Reddit’s CEO says Microsoft, Anthropic, and Perplexity scraping content is ‘a real pain in the ass’
Steve Huffman called out Microsoft, Anthropic, and Perplexity for using Reddit’s data to train their AI models without permission.
AI companies have been combing Reddit to train their models — and Reddit isn’t happy about it.
Steve Huffman, the CEO of Reddit, has called out Microsoft, Anthropic, and Perplexity for using Reddit’s data to train their AI models without paying.
“We’ve had Microsoft, Anthropic, and Perplexity act as though all of the content on the internet is free for them to use,” Huffman told The Verge, saying that blocking these companies has been “a real pain in the ass.”
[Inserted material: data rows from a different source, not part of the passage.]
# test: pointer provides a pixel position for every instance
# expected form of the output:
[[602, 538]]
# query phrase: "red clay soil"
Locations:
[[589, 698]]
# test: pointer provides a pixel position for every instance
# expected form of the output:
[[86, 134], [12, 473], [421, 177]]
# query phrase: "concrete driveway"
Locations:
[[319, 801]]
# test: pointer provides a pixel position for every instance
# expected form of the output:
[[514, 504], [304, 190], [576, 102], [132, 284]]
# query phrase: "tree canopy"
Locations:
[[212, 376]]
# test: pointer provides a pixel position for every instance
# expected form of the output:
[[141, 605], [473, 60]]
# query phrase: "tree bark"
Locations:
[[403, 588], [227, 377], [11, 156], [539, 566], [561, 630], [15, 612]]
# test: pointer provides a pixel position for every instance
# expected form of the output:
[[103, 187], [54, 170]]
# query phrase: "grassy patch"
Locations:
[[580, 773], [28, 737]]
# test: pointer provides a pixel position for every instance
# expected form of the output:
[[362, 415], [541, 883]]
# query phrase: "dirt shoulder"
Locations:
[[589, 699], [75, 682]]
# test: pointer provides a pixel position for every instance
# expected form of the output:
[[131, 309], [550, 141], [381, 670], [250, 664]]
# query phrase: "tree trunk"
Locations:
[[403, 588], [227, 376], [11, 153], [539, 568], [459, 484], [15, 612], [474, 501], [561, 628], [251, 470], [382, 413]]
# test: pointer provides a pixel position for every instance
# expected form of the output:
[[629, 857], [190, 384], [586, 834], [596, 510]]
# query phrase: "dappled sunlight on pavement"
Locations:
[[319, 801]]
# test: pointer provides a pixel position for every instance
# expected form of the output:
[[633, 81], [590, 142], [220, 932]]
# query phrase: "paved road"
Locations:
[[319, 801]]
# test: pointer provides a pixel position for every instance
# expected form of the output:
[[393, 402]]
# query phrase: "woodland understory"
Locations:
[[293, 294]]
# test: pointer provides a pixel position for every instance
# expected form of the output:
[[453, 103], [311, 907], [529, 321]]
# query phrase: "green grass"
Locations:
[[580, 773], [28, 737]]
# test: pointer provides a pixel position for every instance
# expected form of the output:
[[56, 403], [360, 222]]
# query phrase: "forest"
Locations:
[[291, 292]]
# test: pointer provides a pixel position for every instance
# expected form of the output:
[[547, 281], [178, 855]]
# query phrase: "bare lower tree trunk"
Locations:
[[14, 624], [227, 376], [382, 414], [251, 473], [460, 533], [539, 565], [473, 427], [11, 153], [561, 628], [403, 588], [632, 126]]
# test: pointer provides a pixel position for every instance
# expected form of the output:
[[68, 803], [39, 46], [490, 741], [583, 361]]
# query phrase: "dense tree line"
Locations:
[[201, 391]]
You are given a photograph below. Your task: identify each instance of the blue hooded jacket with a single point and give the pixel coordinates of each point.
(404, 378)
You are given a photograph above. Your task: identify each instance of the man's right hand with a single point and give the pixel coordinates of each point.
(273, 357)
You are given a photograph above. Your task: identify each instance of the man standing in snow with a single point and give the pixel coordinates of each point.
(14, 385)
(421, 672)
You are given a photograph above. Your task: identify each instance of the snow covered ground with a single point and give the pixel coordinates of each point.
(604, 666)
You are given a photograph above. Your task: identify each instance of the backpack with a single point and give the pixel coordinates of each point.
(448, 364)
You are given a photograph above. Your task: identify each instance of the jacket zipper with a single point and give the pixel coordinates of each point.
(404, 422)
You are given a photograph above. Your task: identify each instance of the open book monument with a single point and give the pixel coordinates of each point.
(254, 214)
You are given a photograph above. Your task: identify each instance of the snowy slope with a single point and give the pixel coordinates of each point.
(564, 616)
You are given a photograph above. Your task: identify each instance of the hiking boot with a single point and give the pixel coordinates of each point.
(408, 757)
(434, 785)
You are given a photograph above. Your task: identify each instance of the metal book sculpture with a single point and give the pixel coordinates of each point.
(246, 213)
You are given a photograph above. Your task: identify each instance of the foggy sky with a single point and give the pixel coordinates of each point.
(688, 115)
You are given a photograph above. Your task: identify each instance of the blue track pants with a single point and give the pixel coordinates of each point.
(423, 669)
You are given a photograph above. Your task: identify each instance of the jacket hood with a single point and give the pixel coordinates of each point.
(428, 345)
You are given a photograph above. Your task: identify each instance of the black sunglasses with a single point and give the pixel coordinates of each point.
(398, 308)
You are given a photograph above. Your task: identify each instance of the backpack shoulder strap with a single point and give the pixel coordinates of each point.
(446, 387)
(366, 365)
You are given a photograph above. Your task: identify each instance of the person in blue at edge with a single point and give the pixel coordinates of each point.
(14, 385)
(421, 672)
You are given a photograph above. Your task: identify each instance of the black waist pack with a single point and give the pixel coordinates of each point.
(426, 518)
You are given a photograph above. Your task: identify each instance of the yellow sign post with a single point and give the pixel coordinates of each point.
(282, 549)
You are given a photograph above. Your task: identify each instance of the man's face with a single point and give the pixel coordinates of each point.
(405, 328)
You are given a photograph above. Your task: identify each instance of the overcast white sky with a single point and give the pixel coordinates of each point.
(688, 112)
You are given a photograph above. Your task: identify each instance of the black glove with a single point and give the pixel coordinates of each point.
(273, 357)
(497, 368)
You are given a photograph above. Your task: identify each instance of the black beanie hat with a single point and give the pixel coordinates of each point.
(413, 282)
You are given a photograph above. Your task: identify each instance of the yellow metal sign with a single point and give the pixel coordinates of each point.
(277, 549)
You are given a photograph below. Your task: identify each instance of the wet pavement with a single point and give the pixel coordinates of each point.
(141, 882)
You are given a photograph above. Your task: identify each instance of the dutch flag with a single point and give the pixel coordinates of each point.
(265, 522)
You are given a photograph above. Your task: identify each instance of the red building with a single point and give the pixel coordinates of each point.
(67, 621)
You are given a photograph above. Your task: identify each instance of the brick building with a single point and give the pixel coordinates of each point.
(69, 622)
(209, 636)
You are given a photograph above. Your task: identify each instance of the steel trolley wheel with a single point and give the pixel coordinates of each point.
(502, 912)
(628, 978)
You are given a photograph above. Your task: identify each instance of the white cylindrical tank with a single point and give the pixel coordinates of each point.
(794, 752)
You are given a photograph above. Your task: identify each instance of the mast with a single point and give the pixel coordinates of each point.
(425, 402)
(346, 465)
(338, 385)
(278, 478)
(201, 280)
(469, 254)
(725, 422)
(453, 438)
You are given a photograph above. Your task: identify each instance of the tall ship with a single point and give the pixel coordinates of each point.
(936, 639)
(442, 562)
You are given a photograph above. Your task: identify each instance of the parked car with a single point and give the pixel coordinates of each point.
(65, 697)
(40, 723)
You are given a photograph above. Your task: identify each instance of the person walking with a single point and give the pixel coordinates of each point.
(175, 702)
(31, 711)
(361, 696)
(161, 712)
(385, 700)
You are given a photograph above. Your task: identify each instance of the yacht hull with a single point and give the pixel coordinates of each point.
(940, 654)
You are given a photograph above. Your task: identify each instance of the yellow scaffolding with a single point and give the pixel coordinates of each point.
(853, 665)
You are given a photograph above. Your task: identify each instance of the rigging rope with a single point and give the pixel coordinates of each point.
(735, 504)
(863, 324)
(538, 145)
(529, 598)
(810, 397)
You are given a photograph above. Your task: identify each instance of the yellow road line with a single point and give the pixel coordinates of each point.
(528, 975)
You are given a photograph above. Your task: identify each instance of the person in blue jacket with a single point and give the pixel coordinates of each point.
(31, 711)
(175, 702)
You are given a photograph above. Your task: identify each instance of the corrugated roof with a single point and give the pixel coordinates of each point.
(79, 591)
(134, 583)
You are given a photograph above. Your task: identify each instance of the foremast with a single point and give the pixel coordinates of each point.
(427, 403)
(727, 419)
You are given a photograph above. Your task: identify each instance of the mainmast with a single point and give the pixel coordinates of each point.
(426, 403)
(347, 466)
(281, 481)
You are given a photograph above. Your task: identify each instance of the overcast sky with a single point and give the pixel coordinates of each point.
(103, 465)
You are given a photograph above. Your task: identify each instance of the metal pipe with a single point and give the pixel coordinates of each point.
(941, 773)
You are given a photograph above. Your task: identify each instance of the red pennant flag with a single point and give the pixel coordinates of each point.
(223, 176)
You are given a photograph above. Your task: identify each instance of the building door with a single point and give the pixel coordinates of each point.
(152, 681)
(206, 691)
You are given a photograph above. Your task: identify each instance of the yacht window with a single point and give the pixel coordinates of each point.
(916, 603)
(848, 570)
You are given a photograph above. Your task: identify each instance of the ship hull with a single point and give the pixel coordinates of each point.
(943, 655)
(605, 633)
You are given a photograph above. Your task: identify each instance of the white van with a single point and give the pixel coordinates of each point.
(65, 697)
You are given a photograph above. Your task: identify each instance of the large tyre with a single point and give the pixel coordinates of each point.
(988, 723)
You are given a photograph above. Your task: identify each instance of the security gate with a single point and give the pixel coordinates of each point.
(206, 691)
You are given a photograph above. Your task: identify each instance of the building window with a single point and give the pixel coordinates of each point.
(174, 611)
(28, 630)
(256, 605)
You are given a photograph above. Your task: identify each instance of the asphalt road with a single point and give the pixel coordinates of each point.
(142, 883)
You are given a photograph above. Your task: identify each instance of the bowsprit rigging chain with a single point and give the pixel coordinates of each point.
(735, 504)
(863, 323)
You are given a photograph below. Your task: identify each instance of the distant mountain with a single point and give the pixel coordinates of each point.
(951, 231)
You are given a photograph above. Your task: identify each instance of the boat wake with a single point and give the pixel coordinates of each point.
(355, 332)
AI companies use web crawlers — bots designed to download information from the internet — which Reddit has been trying to block, by changing its policies to stop companies that do not pay for collecting Reddit’s data, Bloomberg reported.
“When it was used for simple search, to create simple links that would send us traffic from search engines, that was fine,” Huffman told Bloomberg. “But now folks are using Reddit data for training, they’re reselling it, they’re doing search summaries instead of linking to us.”
Google is the only known major AI player to have an agreement with Reddit. The Alphabet-owned company signed a deal with Reddit’s data to train its AI model for $60 million annually, Reuters reported in February.
This isn’t the first time that Microsoft, Anthropic, and Perplexity have come under fire for training their models using data without permission.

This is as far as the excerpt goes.